Solaris Volume Manager (SVM) Additional Recovery/Troubleshooting Options when Mirror re-syncing Fails due to Bad Blocks
(Doc ID 2107282.1)
Last updated on SEPTEMBER 10, 2024
Applies to:
Sun Solaris Volume Manager (SVM) - Version 11.9.0 to 11.11 [Release 11.0]Oracle Solaris on SPARC (64-bit)
Oracle Solaris on SPARC (32-bit)
Oracle Solaris on x86-64 (64-bit)
Oracle Solaris on x86 (32-bit)
Purpose
This document is to assist the reader with recovery options when bad blocks are encountered.
Solaris Volume Manager (SVM) allows for Raid1 mirrors with up to four submirrors. Typically, only two are used and most commonly these are for the OS. There will come a time when one of these disks will show some form of disk failure. Sometimes it will manifest as a complete hard failure where the drive fails to respond to any commands but often enough the drive will start to suffer I/O failures to specific sectors (blocks) on the disk.
These are shown as media errors typically with ASC 0x11 being reported in the message log. Sometimes these I/O failures are retryable and other times they will become fatal. A fatal I/O to a SVM submirror will put that submirror into the 'Needs maintenance' state. At this point further I/O to that submirror
is terminated unless it is the last running submirror. Writes to the first submirror put into maintenance cease and cause that side to become stale.

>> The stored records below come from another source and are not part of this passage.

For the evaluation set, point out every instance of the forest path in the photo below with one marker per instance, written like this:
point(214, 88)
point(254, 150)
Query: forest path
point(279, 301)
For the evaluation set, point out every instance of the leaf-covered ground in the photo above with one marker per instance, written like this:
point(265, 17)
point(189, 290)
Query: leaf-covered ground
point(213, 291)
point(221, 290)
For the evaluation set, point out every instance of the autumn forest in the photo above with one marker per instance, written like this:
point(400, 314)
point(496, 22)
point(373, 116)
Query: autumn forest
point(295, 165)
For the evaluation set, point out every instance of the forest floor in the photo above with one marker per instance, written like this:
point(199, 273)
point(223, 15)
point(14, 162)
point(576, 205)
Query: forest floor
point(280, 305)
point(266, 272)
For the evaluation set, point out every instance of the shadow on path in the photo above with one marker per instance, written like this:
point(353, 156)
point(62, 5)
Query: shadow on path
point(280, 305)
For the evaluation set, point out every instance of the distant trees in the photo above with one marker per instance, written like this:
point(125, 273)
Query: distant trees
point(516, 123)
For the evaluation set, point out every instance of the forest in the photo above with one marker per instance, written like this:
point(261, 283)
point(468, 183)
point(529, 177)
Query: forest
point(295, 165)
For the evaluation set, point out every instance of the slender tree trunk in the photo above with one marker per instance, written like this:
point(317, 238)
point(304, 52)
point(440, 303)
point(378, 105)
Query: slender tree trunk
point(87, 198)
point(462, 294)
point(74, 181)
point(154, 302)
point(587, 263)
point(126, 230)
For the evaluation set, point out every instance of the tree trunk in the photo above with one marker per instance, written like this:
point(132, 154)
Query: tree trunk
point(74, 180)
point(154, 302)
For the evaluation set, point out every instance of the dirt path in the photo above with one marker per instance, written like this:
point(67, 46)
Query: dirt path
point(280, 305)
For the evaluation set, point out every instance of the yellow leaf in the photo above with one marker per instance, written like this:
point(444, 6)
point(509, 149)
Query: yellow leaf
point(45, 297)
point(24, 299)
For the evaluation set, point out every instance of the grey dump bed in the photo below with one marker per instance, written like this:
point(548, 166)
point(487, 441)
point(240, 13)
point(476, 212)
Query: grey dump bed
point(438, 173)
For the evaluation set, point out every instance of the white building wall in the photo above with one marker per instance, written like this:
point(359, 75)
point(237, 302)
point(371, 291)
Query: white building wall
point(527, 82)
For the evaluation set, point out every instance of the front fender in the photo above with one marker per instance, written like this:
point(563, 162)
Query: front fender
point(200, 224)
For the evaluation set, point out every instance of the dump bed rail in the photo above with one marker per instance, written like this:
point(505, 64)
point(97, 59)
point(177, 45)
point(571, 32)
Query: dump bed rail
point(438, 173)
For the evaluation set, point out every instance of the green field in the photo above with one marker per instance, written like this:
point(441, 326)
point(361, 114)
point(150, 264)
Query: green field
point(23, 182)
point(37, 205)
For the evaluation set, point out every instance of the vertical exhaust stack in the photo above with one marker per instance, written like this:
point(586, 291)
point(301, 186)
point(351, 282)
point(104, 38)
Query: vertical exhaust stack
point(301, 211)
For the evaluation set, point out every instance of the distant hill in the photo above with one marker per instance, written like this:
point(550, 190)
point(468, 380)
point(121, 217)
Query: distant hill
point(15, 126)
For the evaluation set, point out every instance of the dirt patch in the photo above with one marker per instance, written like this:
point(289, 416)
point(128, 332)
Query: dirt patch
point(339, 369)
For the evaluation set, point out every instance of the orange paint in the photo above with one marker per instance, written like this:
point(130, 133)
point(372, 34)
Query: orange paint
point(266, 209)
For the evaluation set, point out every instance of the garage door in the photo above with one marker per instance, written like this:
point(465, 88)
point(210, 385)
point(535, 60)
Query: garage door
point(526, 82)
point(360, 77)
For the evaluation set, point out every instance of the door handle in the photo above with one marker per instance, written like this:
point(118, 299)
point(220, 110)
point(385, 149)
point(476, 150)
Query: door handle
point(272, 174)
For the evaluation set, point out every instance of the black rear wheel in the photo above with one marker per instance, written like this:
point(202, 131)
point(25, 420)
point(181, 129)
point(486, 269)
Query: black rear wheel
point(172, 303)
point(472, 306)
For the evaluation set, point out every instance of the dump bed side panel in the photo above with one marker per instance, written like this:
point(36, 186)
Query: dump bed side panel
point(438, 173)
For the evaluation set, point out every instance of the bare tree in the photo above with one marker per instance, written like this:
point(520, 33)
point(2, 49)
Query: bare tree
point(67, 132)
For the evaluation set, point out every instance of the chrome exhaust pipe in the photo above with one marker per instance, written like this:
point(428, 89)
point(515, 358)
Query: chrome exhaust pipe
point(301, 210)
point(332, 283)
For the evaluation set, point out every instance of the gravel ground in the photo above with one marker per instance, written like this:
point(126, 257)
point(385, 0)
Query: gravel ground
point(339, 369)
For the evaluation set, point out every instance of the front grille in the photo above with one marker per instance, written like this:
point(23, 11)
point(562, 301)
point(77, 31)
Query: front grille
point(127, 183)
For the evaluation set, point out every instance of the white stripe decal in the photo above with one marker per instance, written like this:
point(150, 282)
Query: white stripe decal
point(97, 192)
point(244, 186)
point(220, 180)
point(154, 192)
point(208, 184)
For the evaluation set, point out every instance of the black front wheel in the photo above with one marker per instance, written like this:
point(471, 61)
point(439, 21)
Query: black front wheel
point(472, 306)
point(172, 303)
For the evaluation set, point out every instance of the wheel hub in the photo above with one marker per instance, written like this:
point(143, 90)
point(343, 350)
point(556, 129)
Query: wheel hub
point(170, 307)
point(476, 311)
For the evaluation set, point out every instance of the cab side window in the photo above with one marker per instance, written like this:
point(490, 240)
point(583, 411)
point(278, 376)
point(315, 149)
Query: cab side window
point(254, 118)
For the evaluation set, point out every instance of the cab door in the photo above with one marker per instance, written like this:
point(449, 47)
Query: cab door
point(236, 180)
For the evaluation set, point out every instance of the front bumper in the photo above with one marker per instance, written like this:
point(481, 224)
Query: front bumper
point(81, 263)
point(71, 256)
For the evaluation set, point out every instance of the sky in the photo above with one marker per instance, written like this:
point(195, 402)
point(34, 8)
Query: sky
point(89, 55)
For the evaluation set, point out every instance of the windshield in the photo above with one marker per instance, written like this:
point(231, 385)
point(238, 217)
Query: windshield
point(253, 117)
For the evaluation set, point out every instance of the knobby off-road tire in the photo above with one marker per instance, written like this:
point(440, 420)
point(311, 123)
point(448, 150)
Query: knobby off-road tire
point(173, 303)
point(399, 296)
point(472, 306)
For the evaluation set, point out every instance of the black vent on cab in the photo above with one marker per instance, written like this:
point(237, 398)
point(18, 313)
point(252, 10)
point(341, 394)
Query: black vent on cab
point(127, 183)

Knowing when the device was put into maintenance is very important.
Unless the System Administrator (SA) has setup some form of monitoring, either by a shell script run out of cron, periodically checking the cluster manager gui, setting up snmp traps (more on this later), or some third party monitoring application then the original failure can go undetected as the user community
still has access to the filesystem mountpoint and subdirectories contained within. Applications continue to run. This is why the mirrors were originally configured. It is often when the second side of the mirror starts having trouble that the SA is informed there is a problem with the system. This can sometimes be weeks, months or longer following the original problem. When the second side or a two-way mirror is placed into maintenance its component will be put into the 'Last Erred' state. The state allows I/O's to continue to be tried indefinitely to that side. Depending on many factors the effects of this can be limited (if the bad blocks are infrequently accessed) or substantial leading to very poor performance response and possibly OS or application hangs. It can even render a system unbootable.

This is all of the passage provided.